With the whirling vocals of frontwoman Sally Spitz, and playing that juggles the sonic energies of new wave and minimalist art punk, the band sounds like the love child of the B-52s, Le Tigre, and Bush Tetras. Combining a danceable, saxophone-laden groove with feminist nursery rhymes, How Am I Not Myself? both revels in absurdity and interrogates the heterosexist power structures in an oppressively patriarchal society.

The song “Bromosapien,” finds Spitz flaunting her signature caterwauling against Daniel Trautfield’s crisp saxophone leads, with lyrics that rail against misogynistic institutions that strip away the autonomy of young women and girls (“How do I know you are sexist?/Because you’re ego is so delicate”).
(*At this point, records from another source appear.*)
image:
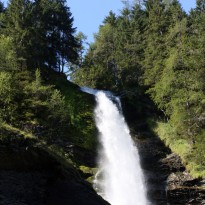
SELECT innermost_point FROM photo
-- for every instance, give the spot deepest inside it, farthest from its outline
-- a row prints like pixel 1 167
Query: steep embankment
pixel 40 164
pixel 167 180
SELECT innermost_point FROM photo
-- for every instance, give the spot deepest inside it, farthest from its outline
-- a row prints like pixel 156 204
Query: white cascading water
pixel 120 179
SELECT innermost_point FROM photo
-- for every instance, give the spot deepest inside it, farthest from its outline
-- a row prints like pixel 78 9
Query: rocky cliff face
pixel 166 178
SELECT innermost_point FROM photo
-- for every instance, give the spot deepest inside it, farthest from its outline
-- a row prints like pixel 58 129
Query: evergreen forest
pixel 154 49
pixel 152 55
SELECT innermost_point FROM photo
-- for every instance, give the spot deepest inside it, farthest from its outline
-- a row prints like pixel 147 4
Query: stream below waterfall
pixel 119 180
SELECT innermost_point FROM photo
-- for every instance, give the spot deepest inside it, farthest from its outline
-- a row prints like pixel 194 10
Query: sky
pixel 89 14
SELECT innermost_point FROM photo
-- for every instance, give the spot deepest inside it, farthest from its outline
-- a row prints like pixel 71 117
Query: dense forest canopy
pixel 37 44
pixel 154 47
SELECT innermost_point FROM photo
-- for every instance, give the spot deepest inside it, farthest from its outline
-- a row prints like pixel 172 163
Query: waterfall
pixel 120 179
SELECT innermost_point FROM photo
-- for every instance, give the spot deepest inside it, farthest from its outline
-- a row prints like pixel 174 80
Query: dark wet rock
pixel 167 181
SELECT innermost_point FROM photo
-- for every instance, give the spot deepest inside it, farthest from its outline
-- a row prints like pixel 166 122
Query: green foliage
pixel 8 93
pixel 42 33
pixel 157 49
pixel 7 54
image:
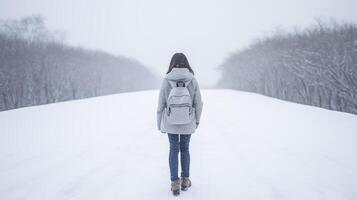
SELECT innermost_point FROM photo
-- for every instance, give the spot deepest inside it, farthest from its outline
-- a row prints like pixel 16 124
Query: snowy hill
pixel 247 147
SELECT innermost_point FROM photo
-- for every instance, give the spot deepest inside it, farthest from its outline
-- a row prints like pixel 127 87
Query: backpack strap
pixel 173 83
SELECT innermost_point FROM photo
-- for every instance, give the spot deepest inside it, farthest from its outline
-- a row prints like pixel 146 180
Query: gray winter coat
pixel 194 90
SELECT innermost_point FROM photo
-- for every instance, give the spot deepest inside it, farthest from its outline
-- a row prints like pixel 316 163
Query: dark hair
pixel 179 60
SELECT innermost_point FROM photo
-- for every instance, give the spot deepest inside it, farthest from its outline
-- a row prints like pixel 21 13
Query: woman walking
pixel 178 115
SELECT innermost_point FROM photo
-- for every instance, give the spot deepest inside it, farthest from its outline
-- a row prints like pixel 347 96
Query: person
pixel 179 126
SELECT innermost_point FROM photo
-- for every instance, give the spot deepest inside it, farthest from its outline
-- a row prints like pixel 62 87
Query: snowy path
pixel 247 147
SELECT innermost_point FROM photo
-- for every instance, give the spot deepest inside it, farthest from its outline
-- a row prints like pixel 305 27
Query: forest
pixel 37 67
pixel 314 66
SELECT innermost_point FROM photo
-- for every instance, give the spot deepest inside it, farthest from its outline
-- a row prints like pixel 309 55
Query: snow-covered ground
pixel 247 147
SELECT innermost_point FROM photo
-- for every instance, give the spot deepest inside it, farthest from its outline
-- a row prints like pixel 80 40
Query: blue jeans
pixel 179 143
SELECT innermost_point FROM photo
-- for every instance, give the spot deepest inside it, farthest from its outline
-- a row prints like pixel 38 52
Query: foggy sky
pixel 152 30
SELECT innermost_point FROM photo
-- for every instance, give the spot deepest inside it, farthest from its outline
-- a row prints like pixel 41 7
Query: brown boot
pixel 175 187
pixel 185 183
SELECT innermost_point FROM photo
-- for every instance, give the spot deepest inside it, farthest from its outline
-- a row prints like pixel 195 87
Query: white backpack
pixel 179 103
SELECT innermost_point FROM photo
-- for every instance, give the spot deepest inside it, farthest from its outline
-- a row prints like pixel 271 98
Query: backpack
pixel 179 103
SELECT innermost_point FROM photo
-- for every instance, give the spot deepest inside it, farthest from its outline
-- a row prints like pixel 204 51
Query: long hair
pixel 179 60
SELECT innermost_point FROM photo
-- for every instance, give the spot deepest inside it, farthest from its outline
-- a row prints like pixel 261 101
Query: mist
pixel 151 31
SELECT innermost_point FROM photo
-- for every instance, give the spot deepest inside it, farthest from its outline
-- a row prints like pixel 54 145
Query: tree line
pixel 37 67
pixel 315 66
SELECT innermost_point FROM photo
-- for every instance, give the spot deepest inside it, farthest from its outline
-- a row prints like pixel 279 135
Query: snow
pixel 247 147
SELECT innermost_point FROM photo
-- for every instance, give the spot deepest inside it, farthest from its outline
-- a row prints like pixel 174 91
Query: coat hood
pixel 179 74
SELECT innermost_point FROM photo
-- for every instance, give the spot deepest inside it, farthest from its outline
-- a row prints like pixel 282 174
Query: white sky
pixel 207 31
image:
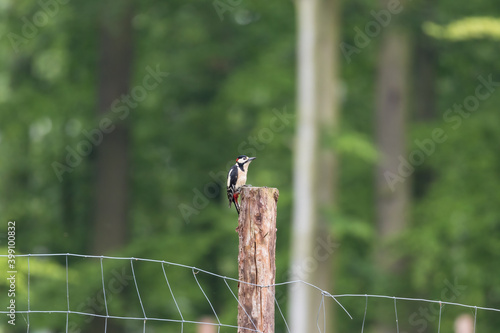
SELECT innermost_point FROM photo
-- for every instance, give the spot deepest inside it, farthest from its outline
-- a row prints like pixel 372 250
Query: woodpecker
pixel 236 178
The instrumentation on “Lost Power,” draws contagiously twangy leads from lead guitarist Ali Day, while Spitz unpacks the paranoia and sense of lost identity that comes with being in a visibly heteronormative relationship (“All night I think I’m sick/Losing color and I’m falling quick”).

“All the Time,” boasts bouncing, brassy instrumentals that stand in stark contrast to the serious lyrical subject matter. Spitz’s robotic vocal stylings hearken back to early DEVO records, while the lyrics find the song’s narrator fighting for self-actualization through the act of attempting to please others, whether it be potential lovers, friends, clients, or families (“Oh, I wanted you to see, you to see/Everything that we could be, we could be”).

On “Joan of Marc by Marc,” the band does their best Josef K impression with rapidly jangling instrumentals. The narrator of the song feels corrupted by their unrelenting libido as they find themselves in a tug-of-war between their attraction to men and women, while simultaneously struggling to fight off the heteronormative dogma that forces women into subordinate roles in heterosexual relationships (“I gag on the ordinary”).

Writing songs about the intersection of the personal and the political in a way that makes listeners want to burst out dancing is never an easy task. French Vanilla’s How Am I Not Myself strikes the perfect balance between seriousness and whimsical satire with relentless energy, textures, and bright color palettes.